Secondo il documento del Cfrs, gli Stati uniti resteranno nei prossimi anni la potenza dominante anche se «in costante declino». I maggiori attori con cui gli Usa si confrontano sono la Cina e l’India (potenze ascendenti) e la Ue «il cui peso politico nel futuro potrebbe crescere a dispetto delle difficoltà dell’integrazione».

Il centro di Kudrin sostiene che la Russia, pur non avendo una forza economica comparabile a questi Stati e restando in posizione semi-periferica, «può prendere parte al gioco dei mutamenti in corso».

La Russia potrà giocare un ruolo fondamentale per la sua posizione strategica in chiave geopolitica (Eurasia) e come «bilancia di potenza», se eviterà di puntare al confronto di potenza militare.

Il Cfrs ritiene infatti che malgrado le «contraddizioni tra Cina e Usa» diventeranno una «costante» nei prossimi decenni, un «conflitto aperto non è prevedibile» in quanto tali contraddizioni «coesistono con un alto livello di cooperazione economica».

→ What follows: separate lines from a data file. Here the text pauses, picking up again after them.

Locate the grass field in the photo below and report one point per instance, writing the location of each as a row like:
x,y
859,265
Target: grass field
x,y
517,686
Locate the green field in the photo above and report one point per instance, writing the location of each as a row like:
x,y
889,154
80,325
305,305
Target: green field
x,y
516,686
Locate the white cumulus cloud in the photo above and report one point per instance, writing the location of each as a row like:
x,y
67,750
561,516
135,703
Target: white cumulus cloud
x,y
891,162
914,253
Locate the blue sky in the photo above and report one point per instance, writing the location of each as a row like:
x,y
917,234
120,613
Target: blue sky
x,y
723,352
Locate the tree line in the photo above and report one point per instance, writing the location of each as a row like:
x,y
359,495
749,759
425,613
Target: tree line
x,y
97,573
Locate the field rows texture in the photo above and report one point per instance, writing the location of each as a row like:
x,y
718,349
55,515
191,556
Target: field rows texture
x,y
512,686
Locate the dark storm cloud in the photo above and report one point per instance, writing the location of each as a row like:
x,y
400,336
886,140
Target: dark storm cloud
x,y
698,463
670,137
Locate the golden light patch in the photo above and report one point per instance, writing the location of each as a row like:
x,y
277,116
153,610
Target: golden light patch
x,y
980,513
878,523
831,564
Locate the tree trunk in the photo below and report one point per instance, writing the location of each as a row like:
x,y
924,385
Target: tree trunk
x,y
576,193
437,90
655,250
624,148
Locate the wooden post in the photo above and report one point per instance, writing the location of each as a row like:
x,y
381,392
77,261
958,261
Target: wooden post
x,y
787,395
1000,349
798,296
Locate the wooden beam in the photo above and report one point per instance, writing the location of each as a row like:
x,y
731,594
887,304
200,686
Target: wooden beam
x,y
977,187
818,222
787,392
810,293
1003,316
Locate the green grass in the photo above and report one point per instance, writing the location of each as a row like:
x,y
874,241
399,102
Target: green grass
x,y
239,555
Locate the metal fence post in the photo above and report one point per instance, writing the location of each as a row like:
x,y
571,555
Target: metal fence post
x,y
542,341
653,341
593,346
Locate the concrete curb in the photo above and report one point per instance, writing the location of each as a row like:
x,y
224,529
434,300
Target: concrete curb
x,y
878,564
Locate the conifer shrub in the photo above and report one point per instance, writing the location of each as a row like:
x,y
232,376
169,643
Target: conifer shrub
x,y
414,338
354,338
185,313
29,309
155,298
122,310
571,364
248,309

In questo quadro la Russia commetterebbe un grave errore se dovesse puntare «a una inevitabile caotizzazione delle relazioni internazionali». Oggi, infatti, per gli autori, «il potenziale dell’industria militare russa è vicino al 100% e una aggressione diretta contro la Russia, altamente improbabile», anche se la pressione della Nato nel Baltico e in Europa centrale pongono qualche dubbio in merito.

In Asia in particolare, la Russia dovrebbe «porsi come mediatore interculturale del dialogo, mentre attivamente partecipa alla lotta globale conto il terrorismo» in quanto sperimentato paese multinazionale e multiconfessionale e laddove la lingua russa, grazie all’Urss e alla diaspora, resta una delle più parlate al mondo.

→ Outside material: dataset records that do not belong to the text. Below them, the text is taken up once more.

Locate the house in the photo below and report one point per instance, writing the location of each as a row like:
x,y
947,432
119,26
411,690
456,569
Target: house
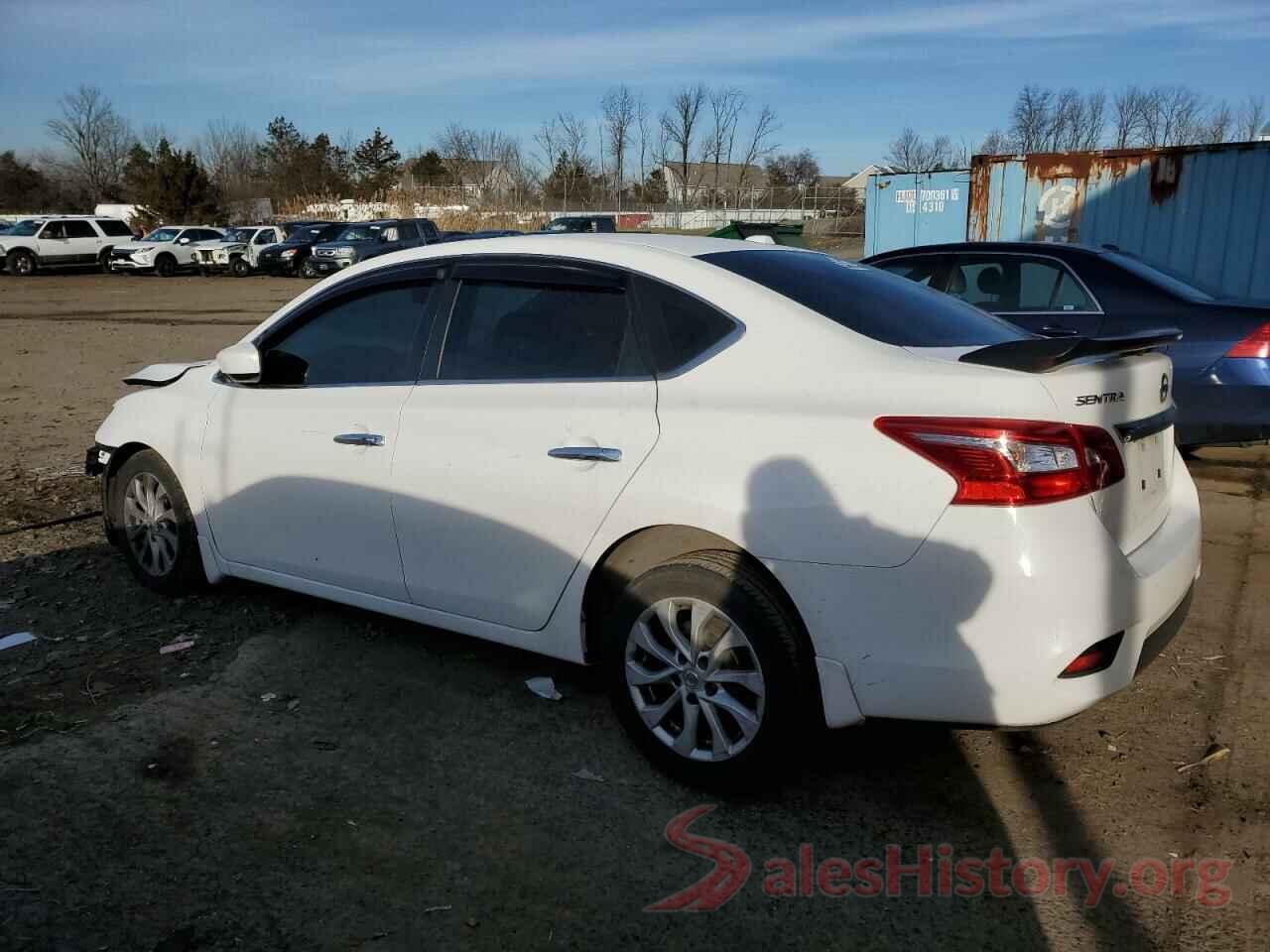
x,y
726,181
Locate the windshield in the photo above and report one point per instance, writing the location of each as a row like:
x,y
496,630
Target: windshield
x,y
1160,277
869,301
26,229
361,232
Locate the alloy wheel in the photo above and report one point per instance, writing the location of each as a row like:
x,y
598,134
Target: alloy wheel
x,y
695,679
150,525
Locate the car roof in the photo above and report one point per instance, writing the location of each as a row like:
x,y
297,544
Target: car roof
x,y
1055,249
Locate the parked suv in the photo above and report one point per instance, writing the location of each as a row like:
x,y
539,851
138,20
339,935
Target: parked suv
x,y
164,250
62,241
294,254
581,223
371,239
238,252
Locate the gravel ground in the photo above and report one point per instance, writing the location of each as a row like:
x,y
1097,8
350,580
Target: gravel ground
x,y
308,775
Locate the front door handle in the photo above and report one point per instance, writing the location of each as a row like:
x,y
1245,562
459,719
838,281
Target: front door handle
x,y
604,454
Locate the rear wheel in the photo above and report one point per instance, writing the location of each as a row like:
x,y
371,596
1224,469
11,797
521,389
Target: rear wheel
x,y
22,264
155,527
705,669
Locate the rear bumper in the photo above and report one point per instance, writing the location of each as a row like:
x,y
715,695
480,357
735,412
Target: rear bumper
x,y
1229,404
976,626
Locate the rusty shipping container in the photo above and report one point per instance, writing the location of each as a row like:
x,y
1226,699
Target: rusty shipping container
x,y
1202,212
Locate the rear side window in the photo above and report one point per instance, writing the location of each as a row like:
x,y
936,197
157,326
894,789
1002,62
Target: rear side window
x,y
680,326
512,330
368,336
113,227
867,299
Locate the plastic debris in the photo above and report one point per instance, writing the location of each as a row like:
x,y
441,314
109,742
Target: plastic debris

Un motivo di riflessione per Kudrin, è anche lo iato tra l’attivissima collaborazione economica con la Cina a fronte di un «debole confronto politico» e i rapporti economici con l’India «vicini alla stagnazione».

Un ampio capitolo del documento è dedicato al ruolo fondamentale che giocherà, ancora di più nel futuro, la ricerca scientifica e l’innovazione tecnologica.

Per il think tank di Mosca, «nei due scorsi decenni la Russia ha parzialmente lavorato per ridurre il gap tecnologico e scientifico» con l’Occidente, tuttavia in questo campo ora «la Russia sta perdendo terreno e ciò pone dei seri problemi per il futuro del paese».

E l’impatto che avranno le energia rinnovabili pone «ulteriori seri problemi a un paese dipendente dalla esportazione energetica». Non a caso il ritardo tecnologico e la dipendenza dalle esportazioni di materie prime furono i motivi fondamentali che condussero l’Urss prima alla stagnazione e poi al crollo.